Emerging data support multiple derangements attending HIV coinfection, including increases in profibrogenic cytokine
expression and secretion, generation of enhanced oxidative stress, and increases in hepatocyte apoptosis. Furthermore,
liver-related death is a major cause of morbidity and mortality in HCV/HIV coinfected patients on antiretroviral therapy
therefore, anti-HCV treatment is advised to be considered for all HCV/HIV patients.

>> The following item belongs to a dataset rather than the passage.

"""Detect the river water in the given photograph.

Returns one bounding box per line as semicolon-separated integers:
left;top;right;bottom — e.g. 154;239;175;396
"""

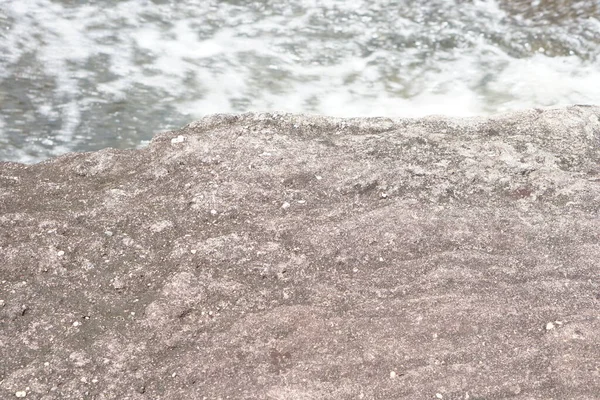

Unfortunately, treatment with pegylated interferon (PegIFN) plus ribavirin (RBV) has shown a low efficacy in these
patients, mainly among those coinfected with genotype 1. Triple therapy with PegIFN plus RBV and telaprevir or
boceprevir, the first approved direct-acting antiviral agents (DAAs) will improve the likelihood of cure for genotype 1
infected patients. Nevertheless, a significant number of coinfected patients are ineligible for IFN-containing regimens and
concerns remain in regard with drug-to-drug interactions and safety of triple therapy in cirrhotic patients.
Furthermore, therapeutic decisions today need take into account the promise of new DAAs, some combined in IFN-free
regimens, currently being investigated in multiple clinical trials to be in a near future, an easier, shorter and more effective
HCV treatment in HIV coinfected patients.